Le jugement non basic est donc conditionné par certains faits. La manière pertinente de discuter ce type de jugements n’est pas de considérer les cas qui violent ces conditions, mais plutôt de considérer d’autres conditions. Par exemple, si pour une personne, une élévation du revenu national indique une meilleure situation économique, on peut lui demander si elle aura le même jugement en cas d’augmentation parallèle des inégalités, etc.

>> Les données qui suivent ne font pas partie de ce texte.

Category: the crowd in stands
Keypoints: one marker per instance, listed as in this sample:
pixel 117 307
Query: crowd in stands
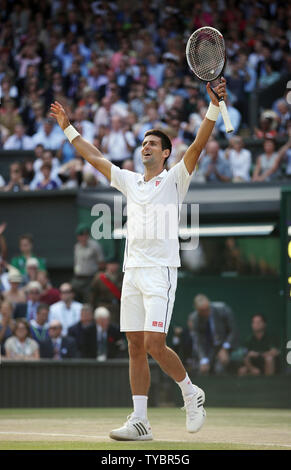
pixel 80 318
pixel 120 69
pixel 209 343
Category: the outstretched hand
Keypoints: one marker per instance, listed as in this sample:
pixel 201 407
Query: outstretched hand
pixel 220 91
pixel 58 112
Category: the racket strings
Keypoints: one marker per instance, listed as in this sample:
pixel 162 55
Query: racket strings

Pour Sen (1967, p. 52), même si l’on accepte la fameuse loi de Hume selon laquelle on ne peut faire de prescriptions à partir d’informations exclusivement factuelles, « il n’y a aucun doute que l’on puisse tirer des conclusions prescriptives d’hypothèses factuelles entre autres ». Sans rejeter clairement le positivisme de Hume 228 , Sen estime qu’une discussion scientifique sur la validité d’un jugement de valeur est possible « en examinant la vérité scientifique des hypothèses factuelles qui sous-tendent ce jugement » (Ibid.). À moins que le jugement de valeur ne soit de type « basic », il sera ainsi toujours possible d’en débattre sur une base factuelle. Et Sen de rajouter que les gens ayant uniquement des jugements de valeur basics sont plutôt rares, puisque cela signifierait qu’ils seraient en mesure de répondre à toutes les questions morales sans connaissance des faits.

Notes
228.

 Toutefois, dans son article de 1966, Sen montre avec plus de précision que cette conception est réfutable, étant donnée son incompatibilité avec d’autres propositions éthiques.